The controller is applied at time \(t=15\). The tracking trajectories of states \(x_1 , x_2 \) and \(x_3 \) are shown in Figs. 13, 14 and 15. It is demonstrated from these figures that as soon as the control is started, the synchronization of all states is realized with good performance. The trajectory of the control input is displayed in Fig.16. The time responses of the GSMC surface s and the FTSM surface \(\sigma \) are demonstrated in Figs. 17 and 18. Clearly, it is found that as soon as the controller is applied, the switching surface and FTSM surface converge to the origin quickly. Therefore, the uncertain Genesio’s chaotic system is stabilized on an oscillating system by the action of the proposed controller.

Fig. 13
figure 13

State trajectory \(x_1\)

Fig. 14
figure 14

State trajectory \(x_2 \)

Fig. 15
figure 15

State trajectory \(x_3 \)

Fig. 16
figure 16

Control input u

Fig. 17
figure 17

Sliding surface s

Fig. 18
figure 18

FTSM surface \(\sigma \)

The effects of changing various design parameters on the tracking accuracy, control signal and convergence rate in all of the simulations are investigated with the following descriptions: (a) By increasing \(\varphi \), we can meet worse tracking accuracy and overshoots in the control signal, but a fast convergence; (b) if the parameter \(\lambda \) is increased, the tracking accuracy and convergence rate are improved, but amplitude of the control signal is increased; (c) if the parameter \(\mu \) is decreased, the overshoot in the tracking response and the amplitude of the control input are decreased, but the convergence rate is improved; (d) the increase in \(\kappa \) improves the convergence speed and increases the variations of the control signal, but no explicit influence on the tracking performance is obtained; (e) if the parameter \(\chi \) is increased, the fast convergence is satisfied, but the amplitude of the control input is increased and the chattering phenomenon is observed in the control signal; (f) The increment in the parameters \(c_1 , c_2 \) and \(c_3 \) causes the improvement in the convergence rate, decrease in the accuracy and increase in input amplitude; (g) if the parameter \(\gamma \) is increased, the tracking performance and convergence rate are improved, but the input signal is worsened.

5 Conclusions

Tracking control of uncertain nonlinear third-order systems is studied in this work.
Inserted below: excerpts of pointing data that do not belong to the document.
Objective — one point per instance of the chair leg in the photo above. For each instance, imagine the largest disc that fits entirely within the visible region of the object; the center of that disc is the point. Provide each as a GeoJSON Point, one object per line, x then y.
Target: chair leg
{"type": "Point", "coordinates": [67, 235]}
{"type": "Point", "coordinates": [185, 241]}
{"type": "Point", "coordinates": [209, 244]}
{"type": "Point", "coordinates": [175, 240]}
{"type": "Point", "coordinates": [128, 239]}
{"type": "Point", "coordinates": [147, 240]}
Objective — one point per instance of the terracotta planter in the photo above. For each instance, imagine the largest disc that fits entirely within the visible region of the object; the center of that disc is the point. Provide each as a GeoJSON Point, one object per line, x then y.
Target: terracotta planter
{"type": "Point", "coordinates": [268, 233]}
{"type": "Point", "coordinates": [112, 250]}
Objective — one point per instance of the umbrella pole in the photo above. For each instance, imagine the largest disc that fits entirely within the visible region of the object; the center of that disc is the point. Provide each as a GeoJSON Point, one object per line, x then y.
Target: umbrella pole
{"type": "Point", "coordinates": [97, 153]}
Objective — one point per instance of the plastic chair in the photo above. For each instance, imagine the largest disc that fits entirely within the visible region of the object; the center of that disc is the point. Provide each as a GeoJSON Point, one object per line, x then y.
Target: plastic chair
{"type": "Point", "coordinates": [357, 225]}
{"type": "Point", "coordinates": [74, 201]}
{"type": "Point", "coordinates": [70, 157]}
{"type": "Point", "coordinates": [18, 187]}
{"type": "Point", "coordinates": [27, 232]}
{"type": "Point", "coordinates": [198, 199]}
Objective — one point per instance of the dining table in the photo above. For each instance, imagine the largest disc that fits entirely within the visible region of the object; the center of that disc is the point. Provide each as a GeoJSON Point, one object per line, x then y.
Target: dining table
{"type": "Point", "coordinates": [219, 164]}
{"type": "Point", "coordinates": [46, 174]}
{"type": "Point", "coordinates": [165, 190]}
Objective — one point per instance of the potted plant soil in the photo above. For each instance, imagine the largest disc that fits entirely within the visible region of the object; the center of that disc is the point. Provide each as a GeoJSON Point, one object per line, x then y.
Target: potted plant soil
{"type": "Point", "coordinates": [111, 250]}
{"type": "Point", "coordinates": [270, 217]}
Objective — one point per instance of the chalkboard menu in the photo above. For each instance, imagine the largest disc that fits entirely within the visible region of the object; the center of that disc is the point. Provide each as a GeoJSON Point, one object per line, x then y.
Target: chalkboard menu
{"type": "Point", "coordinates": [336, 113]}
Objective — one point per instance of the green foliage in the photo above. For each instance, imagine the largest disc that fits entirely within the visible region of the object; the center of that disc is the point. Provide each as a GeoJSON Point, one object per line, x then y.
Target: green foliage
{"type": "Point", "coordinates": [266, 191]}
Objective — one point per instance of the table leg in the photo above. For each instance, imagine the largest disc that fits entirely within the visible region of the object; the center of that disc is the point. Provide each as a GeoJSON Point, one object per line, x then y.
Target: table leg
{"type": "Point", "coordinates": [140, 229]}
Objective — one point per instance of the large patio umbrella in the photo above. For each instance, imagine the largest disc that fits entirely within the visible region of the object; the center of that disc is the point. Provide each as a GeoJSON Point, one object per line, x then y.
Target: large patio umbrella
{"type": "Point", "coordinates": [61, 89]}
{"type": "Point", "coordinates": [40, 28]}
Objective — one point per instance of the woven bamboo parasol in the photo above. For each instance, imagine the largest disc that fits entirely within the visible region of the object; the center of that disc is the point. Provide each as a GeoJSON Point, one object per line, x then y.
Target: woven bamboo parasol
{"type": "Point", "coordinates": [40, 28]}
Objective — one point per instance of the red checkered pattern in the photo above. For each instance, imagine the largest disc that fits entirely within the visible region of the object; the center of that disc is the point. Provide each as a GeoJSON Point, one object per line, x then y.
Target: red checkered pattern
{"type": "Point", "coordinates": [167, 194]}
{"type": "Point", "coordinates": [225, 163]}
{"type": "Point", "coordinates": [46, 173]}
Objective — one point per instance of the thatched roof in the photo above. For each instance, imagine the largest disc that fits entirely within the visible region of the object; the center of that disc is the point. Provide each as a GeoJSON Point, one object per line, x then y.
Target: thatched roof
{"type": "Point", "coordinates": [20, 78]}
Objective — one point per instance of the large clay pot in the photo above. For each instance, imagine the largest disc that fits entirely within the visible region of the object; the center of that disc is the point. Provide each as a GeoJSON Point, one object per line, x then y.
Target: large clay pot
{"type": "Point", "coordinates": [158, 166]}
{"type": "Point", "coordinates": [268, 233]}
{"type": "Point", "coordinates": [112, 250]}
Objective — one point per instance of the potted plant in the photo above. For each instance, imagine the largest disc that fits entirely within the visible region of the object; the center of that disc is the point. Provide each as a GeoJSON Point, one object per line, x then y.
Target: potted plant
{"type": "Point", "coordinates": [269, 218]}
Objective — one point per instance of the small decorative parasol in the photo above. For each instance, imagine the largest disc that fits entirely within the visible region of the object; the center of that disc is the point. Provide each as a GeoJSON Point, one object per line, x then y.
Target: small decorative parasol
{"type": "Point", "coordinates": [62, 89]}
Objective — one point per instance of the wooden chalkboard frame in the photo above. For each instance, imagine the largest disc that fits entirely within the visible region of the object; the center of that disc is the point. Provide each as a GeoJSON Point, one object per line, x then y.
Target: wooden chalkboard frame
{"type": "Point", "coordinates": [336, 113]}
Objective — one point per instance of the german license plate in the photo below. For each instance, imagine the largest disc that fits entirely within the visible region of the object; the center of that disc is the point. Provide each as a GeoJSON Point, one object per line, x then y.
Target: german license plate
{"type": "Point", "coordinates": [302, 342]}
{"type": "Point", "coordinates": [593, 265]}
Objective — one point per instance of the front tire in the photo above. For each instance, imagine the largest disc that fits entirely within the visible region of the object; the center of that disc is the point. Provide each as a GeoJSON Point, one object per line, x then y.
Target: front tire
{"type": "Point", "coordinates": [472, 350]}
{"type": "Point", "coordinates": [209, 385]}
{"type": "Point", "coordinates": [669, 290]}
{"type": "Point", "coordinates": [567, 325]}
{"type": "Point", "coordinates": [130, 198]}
A novel scheme for the design of adaptive FTSM controller combined with a new GSMC surface is introduced. This technique provides the existence of the sliding mode around the switching surface in a finite time. Finally, the reaching phase is eliminated and the robustness of the system is improved. In general, compared with many existing researches on TSM and FTSM, the suggested method demonstrates four attractive features: (i) It eliminates chattering phenomenon in the control input and therefore is appropriate for practical applications; (ii) it is rather straightforward and guarantees the presence of the sliding mode around the surface in the finite time; (iii) by using on-line adaptation law, the information about upper bounds of the perturbations is not necessary; (iv) based on the elimination of the reaching phase, the robustness of the system is guaranteed right from the beginning of whole response. Intensive simulation results are showed to verify the efficiency of the offered technique, and satisfactory results are realized. The proposed control law can achieve favorable tracking performance for higher-order nonlinear systems. The further researches in this field can be extended to time-delayed neuron networks using the results reported in [56, 57].